My main argument in the dissertation is that ambiguity characterized the conquest of California. Challenging the dominant narrative that Franciscan missionaries possessed the wherewithal to convince thousands of coastal California Indians to forsake their native ways in order to become loyal Catholic subjects of the Spanish crown, my dissertation argues that Native Californians made creative use of Spanish colonization to suit their native purposes. In doing so, we find that unlike Franciscan missionaries, California Indians assumed and embraced ambiguity as a defining characteristic of their relationship to Catholicism and Spanish culture. This dissertation questions dichotomies that historians have taken for granted as almost natural: Christian Indians vs. non-Christian Indians, Hispanicized Indians vs. non-Hispanicized Indians, mission Indians vs. non-mission Indians, and neophytes vs. gentiles. Based on the documentation left behind by Franciscan missionaries and subsequent historians, one gets the impression that if you walked from a mission compound into a native community, the differences would be stark and easily observed: language, food, clothing, the built environment, spiritual rituals, daily subsistence practices, and even the most intimate sexual relationships would have been different. If we are to believe the Franciscan missionaries, the reason for such differences derived from the success of the Franciscans at converting Indians to the Catholic faith and introducing them to "civilization." My dissertation emphasizes the similarities between baptized Indians and non-baptized Indians. By examining native leadership patterns, cloth consumption, work practices, and the relationship between mission communities and Native Californians from interior regions, the dissertation de-emphasizes the role of Franciscan missionaries in shaping Indian-Spanish relations, and emphasizes the influence of California Indians, neophytes and non-Christian alike, in shaping the early history of Alta California.

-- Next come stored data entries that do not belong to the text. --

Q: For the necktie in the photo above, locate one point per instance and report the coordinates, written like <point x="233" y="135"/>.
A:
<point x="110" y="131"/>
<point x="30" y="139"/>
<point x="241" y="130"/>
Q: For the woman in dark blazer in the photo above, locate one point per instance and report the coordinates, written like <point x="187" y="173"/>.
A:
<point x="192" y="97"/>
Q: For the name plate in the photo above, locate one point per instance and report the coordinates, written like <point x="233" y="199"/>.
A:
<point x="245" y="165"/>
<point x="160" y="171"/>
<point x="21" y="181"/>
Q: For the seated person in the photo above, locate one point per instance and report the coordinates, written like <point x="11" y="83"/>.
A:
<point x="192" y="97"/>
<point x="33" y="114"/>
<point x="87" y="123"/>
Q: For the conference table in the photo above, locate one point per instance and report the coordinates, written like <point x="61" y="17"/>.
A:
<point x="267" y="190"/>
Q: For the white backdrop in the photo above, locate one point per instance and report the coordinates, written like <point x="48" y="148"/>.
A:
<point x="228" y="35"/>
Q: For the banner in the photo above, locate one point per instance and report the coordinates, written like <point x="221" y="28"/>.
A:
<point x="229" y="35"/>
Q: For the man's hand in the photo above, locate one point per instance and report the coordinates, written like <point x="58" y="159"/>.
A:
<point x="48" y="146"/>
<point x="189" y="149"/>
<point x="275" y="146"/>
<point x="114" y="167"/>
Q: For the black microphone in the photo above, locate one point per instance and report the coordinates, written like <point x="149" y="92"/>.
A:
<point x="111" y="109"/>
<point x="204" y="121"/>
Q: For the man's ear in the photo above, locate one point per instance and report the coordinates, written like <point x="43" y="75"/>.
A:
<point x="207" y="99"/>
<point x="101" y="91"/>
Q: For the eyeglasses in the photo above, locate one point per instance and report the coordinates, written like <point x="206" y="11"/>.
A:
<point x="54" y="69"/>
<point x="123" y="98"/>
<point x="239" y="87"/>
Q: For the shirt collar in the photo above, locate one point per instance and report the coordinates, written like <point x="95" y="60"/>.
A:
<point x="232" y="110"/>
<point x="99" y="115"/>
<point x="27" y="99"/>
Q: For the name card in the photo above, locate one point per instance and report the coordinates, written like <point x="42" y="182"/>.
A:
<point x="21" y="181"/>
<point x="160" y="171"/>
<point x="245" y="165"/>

Book Synopsis Ambiguities of Conquest by : Paul Albert Lacson

Download or read book Ambiguities of Conquest written by Paul Albert Lacson and published by . This book was released on 2009 with total page 199 pages. Available in PDF, EPUB and Kindle. Book excerpt: My main argument in the dissertation is that ambiguity characterized the conquest of California. Challenging the dominant narrative that Franciscan missionaries possessed the wherewithal to convince thousands of coastal California Indians to forsake their native ways in order to become loyal Catholic subjects of the Spanish crown, my dissertation argues that Native Californians made creative use of Spanish colonization to suit their native purposes. In doing so, we find that unlike Franciscan missionaries, California Indians assumed and embraced ambiguity as a defining characteristic of their relationship to Catholicism and Spanish culture. This dissertation questions dichotomies that historians have taken for granted as almost natural: Christian Indians vs. non-Christian Indians, Hispanicized Indians vs. non-Hispanicized Indians, mission Indians vs. non-mission Indians, and neophytes vs. gentiles. Based on the documentation left behind by Franciscan missionaries and subsequent historians, one gets the impression that if you walked from a mission compound into a native community, the differences would be stark and easily observed: language, food, clothing, the built environment, spiritual rituals, daily subsistence practices, and even the most intimate sexual relationships would have been different. If we are to believe the Franciscan missionaries, the reason for such differences derived from the success of the Franciscans at converting Indians to the Catholic faith and introducing them to "civilization." My dissertation emphasizes the similarities between baptized Indians and non-baptized Indians. By examining native leadership patterns, cloth consumption, work practices, and the relationship between mission communities and Native Californians from interior regions, the dissertation de-emphasizes the role of Franciscan missionaries in shaping Indian-Spanish relations, and emphasizes the influence of California Indians, neophytes and non-Christian alike, in shaping the early history of Alta California.